Whereas SciSpace works well for extracting data from PDFs to help you determine whether a source is worth reading closely and fits your research methodology, ResearchRabbit works well for discovery new literature and authors by visualizing researcher communities and scholarly trends.

5 Tips for ResearchRabbit

  1. Academic Articles Only: ResearchRabbit works exclusively with scholarly journal articles. If you upload other source types (like blog posts or videos), you'll get an error code in the Selection panel. Simply delete these directly in ResearchRabbit without affecting your Zotero library.
  2. Enable Abstracts: Always select the "Abstracts" box to see brief descriptions of each article. ResearchRabbit defaults to the "Comments" box, but abstracts provide much more valuable context about each paper's content.
  3. Use Filters Strategically: The Filter bar is your friend! Refine your results with relevant keywords (like "slow" when researching slow technology) to focus on exactly what you need.

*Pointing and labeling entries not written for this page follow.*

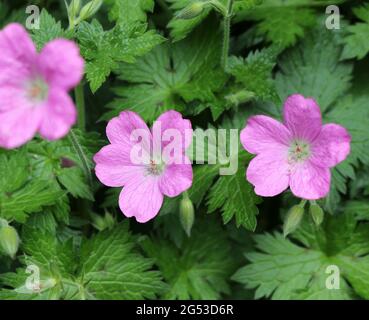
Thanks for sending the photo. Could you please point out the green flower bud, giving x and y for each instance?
(293, 219)
(90, 9)
(317, 213)
(9, 240)
(191, 11)
(186, 215)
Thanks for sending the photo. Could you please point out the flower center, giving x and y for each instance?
(155, 169)
(299, 151)
(37, 90)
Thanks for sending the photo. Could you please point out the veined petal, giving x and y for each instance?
(175, 179)
(121, 129)
(141, 198)
(309, 181)
(58, 115)
(331, 146)
(302, 117)
(172, 122)
(114, 167)
(61, 64)
(17, 49)
(269, 172)
(263, 133)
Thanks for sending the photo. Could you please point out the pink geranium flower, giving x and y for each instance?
(145, 183)
(34, 87)
(297, 153)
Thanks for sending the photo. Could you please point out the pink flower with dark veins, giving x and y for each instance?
(34, 87)
(145, 183)
(297, 153)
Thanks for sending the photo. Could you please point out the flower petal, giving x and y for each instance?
(309, 181)
(114, 167)
(176, 179)
(17, 126)
(302, 117)
(263, 133)
(119, 129)
(18, 54)
(61, 64)
(58, 115)
(141, 198)
(331, 146)
(269, 172)
(173, 120)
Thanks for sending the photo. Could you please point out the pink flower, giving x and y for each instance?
(34, 87)
(146, 182)
(297, 153)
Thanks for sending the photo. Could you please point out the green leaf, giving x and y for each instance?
(200, 268)
(49, 30)
(107, 266)
(255, 73)
(356, 44)
(281, 22)
(104, 50)
(130, 11)
(167, 80)
(283, 270)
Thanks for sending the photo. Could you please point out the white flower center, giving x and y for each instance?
(155, 169)
(299, 151)
(37, 90)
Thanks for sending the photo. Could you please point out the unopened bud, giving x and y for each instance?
(316, 213)
(90, 9)
(191, 11)
(293, 219)
(186, 215)
(9, 240)
(74, 7)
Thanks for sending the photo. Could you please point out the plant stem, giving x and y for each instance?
(81, 155)
(226, 33)
(80, 103)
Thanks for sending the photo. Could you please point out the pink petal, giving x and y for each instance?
(176, 179)
(58, 115)
(119, 129)
(18, 126)
(141, 198)
(114, 167)
(61, 64)
(302, 117)
(269, 172)
(173, 120)
(309, 181)
(331, 146)
(263, 133)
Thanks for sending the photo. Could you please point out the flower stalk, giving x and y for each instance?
(226, 33)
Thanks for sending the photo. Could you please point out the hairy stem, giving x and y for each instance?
(226, 33)
(81, 155)
(80, 103)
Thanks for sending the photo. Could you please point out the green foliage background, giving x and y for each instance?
(141, 56)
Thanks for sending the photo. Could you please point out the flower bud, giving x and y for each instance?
(317, 213)
(9, 240)
(90, 9)
(74, 7)
(191, 11)
(293, 219)
(186, 215)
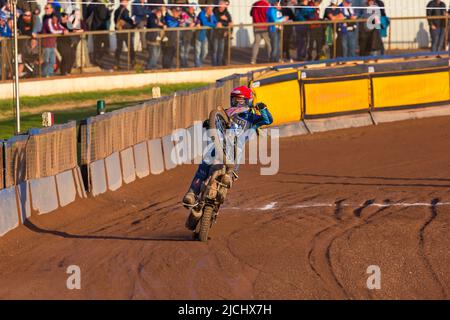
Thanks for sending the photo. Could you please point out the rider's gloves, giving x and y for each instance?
(260, 106)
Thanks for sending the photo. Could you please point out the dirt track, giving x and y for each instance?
(342, 201)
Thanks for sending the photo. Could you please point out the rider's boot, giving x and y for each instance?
(190, 199)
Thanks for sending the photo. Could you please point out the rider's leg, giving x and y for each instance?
(190, 198)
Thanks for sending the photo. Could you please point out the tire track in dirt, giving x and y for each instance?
(422, 253)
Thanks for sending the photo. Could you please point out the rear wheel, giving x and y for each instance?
(205, 223)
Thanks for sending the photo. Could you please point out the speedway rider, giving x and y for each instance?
(243, 117)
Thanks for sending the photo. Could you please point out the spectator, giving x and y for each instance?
(220, 35)
(189, 20)
(172, 20)
(259, 15)
(37, 21)
(207, 19)
(154, 21)
(370, 42)
(67, 46)
(437, 26)
(288, 10)
(123, 21)
(98, 17)
(51, 25)
(140, 13)
(333, 13)
(348, 31)
(274, 15)
(5, 26)
(303, 14)
(316, 32)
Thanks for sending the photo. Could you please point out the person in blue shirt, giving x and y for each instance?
(348, 31)
(303, 13)
(207, 19)
(274, 15)
(169, 47)
(140, 13)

  4. Sort by Citations: When exploring results, sorting by citation count reveals the most influential papers in your field. This is especially helpful for identifying landmark studies that new researchers should definitely read.
  5. Export Your Findings: Save your work by exporting directly from ResearchRabbit. You can save visualizations as PNG images and export paper lists in BibTeX, RIS, or CSV formats for your reference management system.